I have no intention of naming the chap that wrote the column. Attribution would simply further encourage him in his ‘smug, shallow and egregious’ written opinions  (to quote A Cat In A Tree). In any case another blogger has already done a sterling job of beating him about the head with her feminine principles.

John Stuart Mill once argued that a citizenry could not, would not, flourish unless it was nourished by the full spectrum of voices that exist among the people.  This means, of course, that anyone with an opinion should be able to voice it.  I agree entirely with this precept provided that we are not charged the cover price of a newspaper to read that opinion.

There are those of you who will tell me that if I don’t like what this chap says I should just not read what he writes. Or buy the newspaper.   A bit like that scene in the Big Lebowski when the Dude asks the driver to change the channel because the Eagles are doing his head in and the driver says “Fuck you man! You don’t like my fucking music, get your own fucking cab!

If you don't like my music...

Columnists are meant to be opinionated. They are also meant to be challenging and controversial. I’m all for risk taking and if someone is offended in the process of publishing a groundbreaking, confronting column this is a positive thing.

The chap in question however produces copy which neither groundbreaking nor particularly novel. As one of the commenters (meganwegan) on the News with Nipples blog observes that notes his schtick is that:

materialism is only bad when women do it.

Shoes, bags, frocks, interiors = fatuous and shallow.

Cars, iPads, cellphones etc = serious and important.”

There may be people out there who buy things wantonly, fatuously and unquestioningly.

I have never actually met these people. Virtually everyone that I know has a very distinct idea, theorem or need in mind when they buy material things.

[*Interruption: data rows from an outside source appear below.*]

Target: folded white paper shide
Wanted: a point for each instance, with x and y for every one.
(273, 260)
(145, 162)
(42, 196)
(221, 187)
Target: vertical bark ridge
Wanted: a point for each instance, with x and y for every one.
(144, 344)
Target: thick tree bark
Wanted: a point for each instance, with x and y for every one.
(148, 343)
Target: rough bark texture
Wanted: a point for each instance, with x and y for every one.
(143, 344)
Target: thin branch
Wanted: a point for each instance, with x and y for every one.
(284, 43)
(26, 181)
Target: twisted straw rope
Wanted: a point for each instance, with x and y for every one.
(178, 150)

Nowhere is this more obvious to me than in the area of shoe purchasing. Using myself as an example, I cannot help but look at the contents of  just about every shoe shop that I walk past. I can tell within about 30 seconds whether there is anything in there that interests me. 99.9% of the time I see nothing that makes me want to go into the shop. I don’t think that I am unusual in this.

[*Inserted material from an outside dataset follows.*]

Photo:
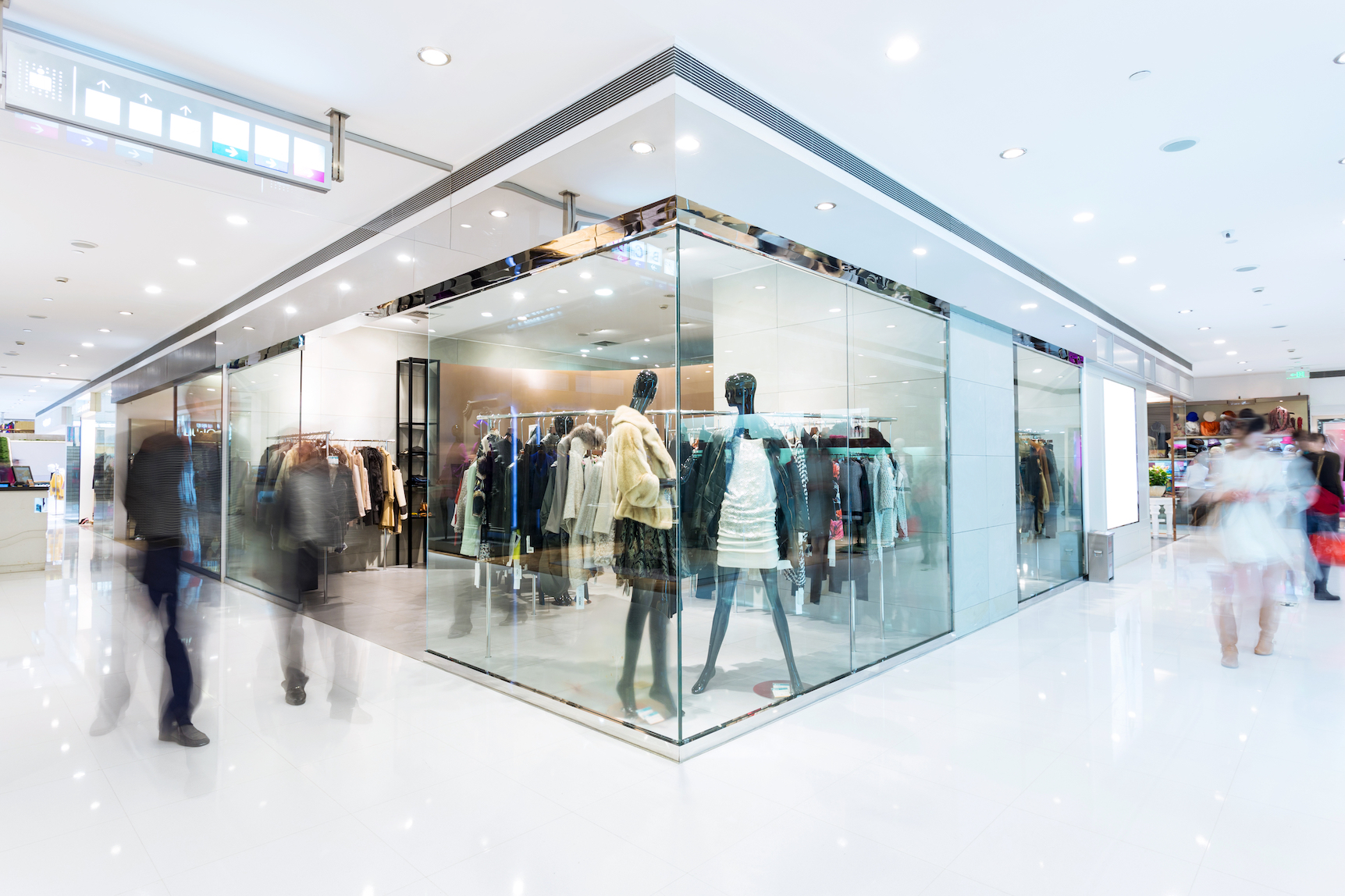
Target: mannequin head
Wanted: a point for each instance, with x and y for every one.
(646, 384)
(740, 392)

The other 0.01% of the time I see something that resonates with me For example, the boots that I wore today were purchased in an Op-Shop – the Smith Family Charity Store in Hurstville. Never worn suede high heeled knee boots from Gary Castles Sydney which cost $15.00.

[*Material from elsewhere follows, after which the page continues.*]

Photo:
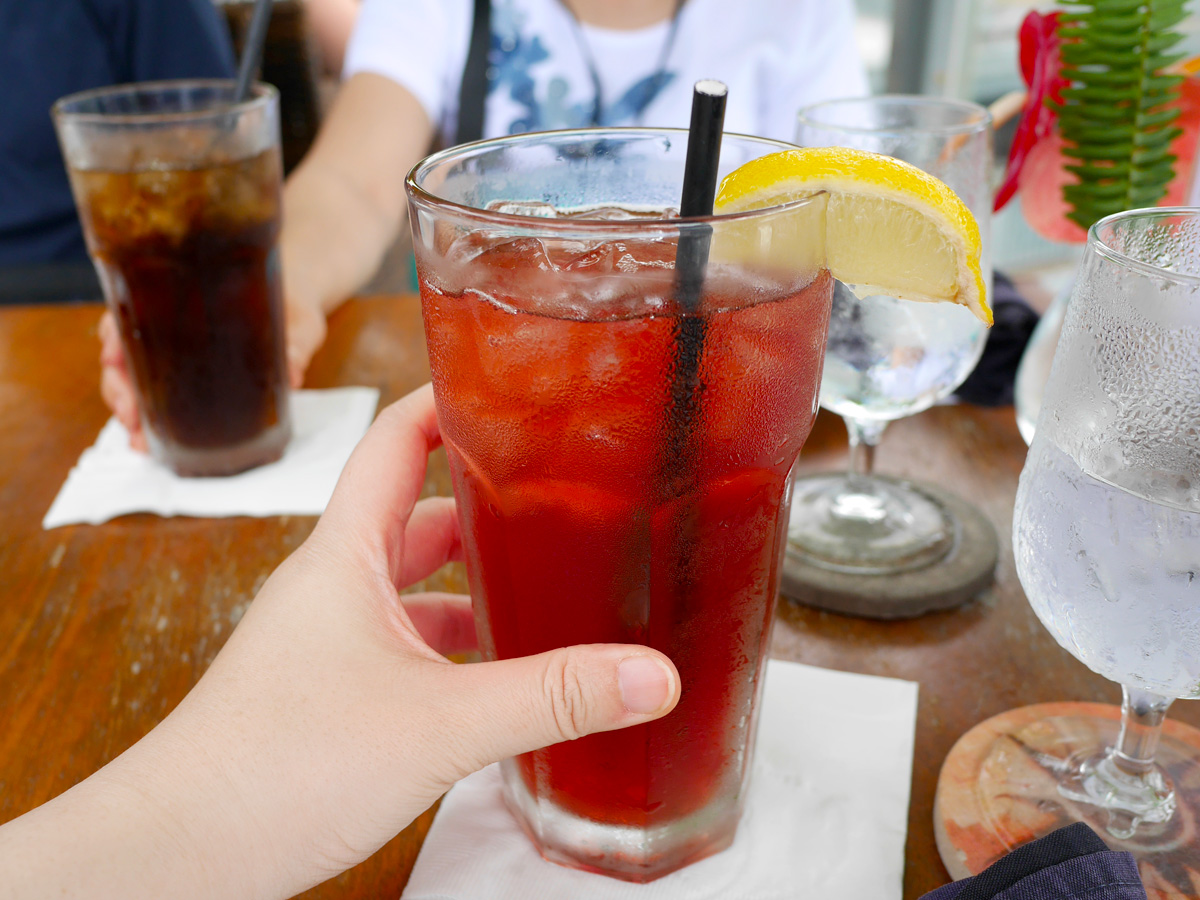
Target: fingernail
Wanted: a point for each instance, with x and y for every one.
(646, 684)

Gary Castles Suede Knee Length Boot size 37 – tight

At first sight, my internal shoe calibration equipment buzzed an instantaneous recognition signal to me and I bought them without any hesitation.

It wasn’t until I got home that I realised that these boots reminded me of this pair of Sergio Rossi knee length suede boots from the late 90s.

Sergio Rossi Knee Length Suede Boots photographed by Miles Aldridge for Marco Ascoli

Not exactly a match, I’ll grant you but a close similarity.

A close enough similarity to spend 3 months stretching the leather with shoe trees. A close enough similarity to:

  • spend 45 minutes getting the zip up using metal skewers and other implements from my cutlery drawer before heading off to work
  • wear all day even when my (larger) right foot started to scream ‘can’t move, can’t breathe’ on me.
  • sacrifice very expensive tights which had been caught up in the zips when I put the boots on or about the same time as my right foot started screaming.
  • think about calling for help from the work toilet (right next to my boss’ office) when I realised that cutting myself out of my tights with office scissors hadn’t helped liberate me, the boots were still attached to my legs and I was bleeding everywhere.

    Fatuous – me? Absolutely not. Masochistic – possibly yes.